Example sending 2+ notifications to detect unsubscribed devices:
- Notification 1 sent and user receives on device, then user unsubscribes.
- Notification 2 sent, the OneSignal Dashboard shows "Delivered" but the user does not actually receive it.
- Notification 3 sent, the OneSignal Dashboard shows Failed (Unsubscribed). On iOS, it may take additional notifications and time for the unsubscribed event to be sent to OneSignal from Apple.
- Notification 4 will not be sent to that device.
iOS Unsubscribe Detection
To protect user privacy, Apple doesn't want developers to know when a user removes the app. Some details provided by Apple can be found here: https://developer.apple.com/forums/thread/670868
If a device unsubscribes and opens the app, OneSignal detects this unsubscribe event right away and updates the record through our SDK. However if the device uninstalls the app or unsubscribes and does not open the app, it may take several weeks for Apple to report the unsubscribe event.

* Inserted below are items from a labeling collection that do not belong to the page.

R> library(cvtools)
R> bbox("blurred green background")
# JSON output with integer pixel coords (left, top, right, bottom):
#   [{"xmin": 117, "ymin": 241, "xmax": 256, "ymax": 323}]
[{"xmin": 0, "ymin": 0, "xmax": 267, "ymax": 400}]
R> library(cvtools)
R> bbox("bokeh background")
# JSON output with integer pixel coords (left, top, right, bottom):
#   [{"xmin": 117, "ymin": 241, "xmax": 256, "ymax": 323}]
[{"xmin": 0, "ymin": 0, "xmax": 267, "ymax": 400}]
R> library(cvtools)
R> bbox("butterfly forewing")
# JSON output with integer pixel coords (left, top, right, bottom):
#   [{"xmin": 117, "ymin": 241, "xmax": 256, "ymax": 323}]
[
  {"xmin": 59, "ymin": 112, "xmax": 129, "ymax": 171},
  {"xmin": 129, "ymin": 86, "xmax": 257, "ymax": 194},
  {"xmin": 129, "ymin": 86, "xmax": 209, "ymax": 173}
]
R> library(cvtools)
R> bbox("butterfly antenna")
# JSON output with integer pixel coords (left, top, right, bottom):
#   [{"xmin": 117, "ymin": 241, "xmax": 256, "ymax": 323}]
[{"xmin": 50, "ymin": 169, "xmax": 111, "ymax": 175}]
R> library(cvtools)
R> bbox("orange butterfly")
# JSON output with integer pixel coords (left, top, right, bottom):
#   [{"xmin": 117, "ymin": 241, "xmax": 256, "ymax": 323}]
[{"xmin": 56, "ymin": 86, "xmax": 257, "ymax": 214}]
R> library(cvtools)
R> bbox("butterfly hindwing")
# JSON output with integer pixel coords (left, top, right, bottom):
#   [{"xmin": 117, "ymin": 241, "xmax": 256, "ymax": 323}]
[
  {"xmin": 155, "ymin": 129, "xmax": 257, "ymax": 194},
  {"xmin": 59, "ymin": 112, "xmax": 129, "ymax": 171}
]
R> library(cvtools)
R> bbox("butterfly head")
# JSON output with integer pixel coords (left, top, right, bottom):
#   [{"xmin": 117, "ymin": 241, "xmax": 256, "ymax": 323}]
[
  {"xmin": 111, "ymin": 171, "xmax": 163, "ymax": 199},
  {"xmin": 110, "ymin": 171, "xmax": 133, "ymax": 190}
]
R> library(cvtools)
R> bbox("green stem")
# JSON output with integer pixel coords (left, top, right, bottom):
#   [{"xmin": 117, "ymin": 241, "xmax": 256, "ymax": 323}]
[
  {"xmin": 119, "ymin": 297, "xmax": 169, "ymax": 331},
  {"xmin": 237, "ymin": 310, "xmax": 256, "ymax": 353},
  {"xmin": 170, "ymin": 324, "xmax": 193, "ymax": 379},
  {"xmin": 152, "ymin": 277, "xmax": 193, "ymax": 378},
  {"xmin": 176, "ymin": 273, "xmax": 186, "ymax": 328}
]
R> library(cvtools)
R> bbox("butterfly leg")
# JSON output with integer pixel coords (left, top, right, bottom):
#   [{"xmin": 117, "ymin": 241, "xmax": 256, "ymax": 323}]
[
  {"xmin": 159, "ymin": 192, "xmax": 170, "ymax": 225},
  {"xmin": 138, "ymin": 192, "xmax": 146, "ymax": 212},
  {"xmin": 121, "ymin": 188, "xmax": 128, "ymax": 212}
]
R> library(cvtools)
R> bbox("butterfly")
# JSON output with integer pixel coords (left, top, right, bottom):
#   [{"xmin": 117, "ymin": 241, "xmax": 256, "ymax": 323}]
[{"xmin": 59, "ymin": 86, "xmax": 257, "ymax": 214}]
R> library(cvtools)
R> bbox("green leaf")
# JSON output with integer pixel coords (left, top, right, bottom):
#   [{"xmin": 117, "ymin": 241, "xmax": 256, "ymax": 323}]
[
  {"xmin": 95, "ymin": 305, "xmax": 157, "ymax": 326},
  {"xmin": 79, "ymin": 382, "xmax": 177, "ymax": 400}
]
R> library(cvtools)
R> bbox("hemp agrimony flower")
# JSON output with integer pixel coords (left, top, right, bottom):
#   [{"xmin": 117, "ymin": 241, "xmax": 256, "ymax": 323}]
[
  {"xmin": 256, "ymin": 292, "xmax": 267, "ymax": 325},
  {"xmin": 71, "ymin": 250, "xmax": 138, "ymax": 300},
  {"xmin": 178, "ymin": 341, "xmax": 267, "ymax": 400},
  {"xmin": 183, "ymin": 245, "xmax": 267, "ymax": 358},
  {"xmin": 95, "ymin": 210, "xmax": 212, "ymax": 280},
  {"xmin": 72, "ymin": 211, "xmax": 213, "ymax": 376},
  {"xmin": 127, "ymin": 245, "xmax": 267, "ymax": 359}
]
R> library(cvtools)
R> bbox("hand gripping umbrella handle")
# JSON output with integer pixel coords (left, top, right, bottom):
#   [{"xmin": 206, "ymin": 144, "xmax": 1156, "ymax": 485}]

Apple will wait a random amount of time, typically over 14 days, before reporting a device is unsubscribed. The unsubscribed detection requires at least two notifications to be sent to the app, after the app is uninstalled.
Apple also has an edge case where development apps must have at least one currently installed in order to determine that another one is uninstalled and can't get notifications (in addition to the random multi-day delay involved). Details here: https://developer.apple.com/library/archive/technotes/tn2265/_index.html#//apple_ref/doc/uid/DTS40010376-CH1-TNTAG34
If you need to remove older devices, you can delete them using our dashboard or API.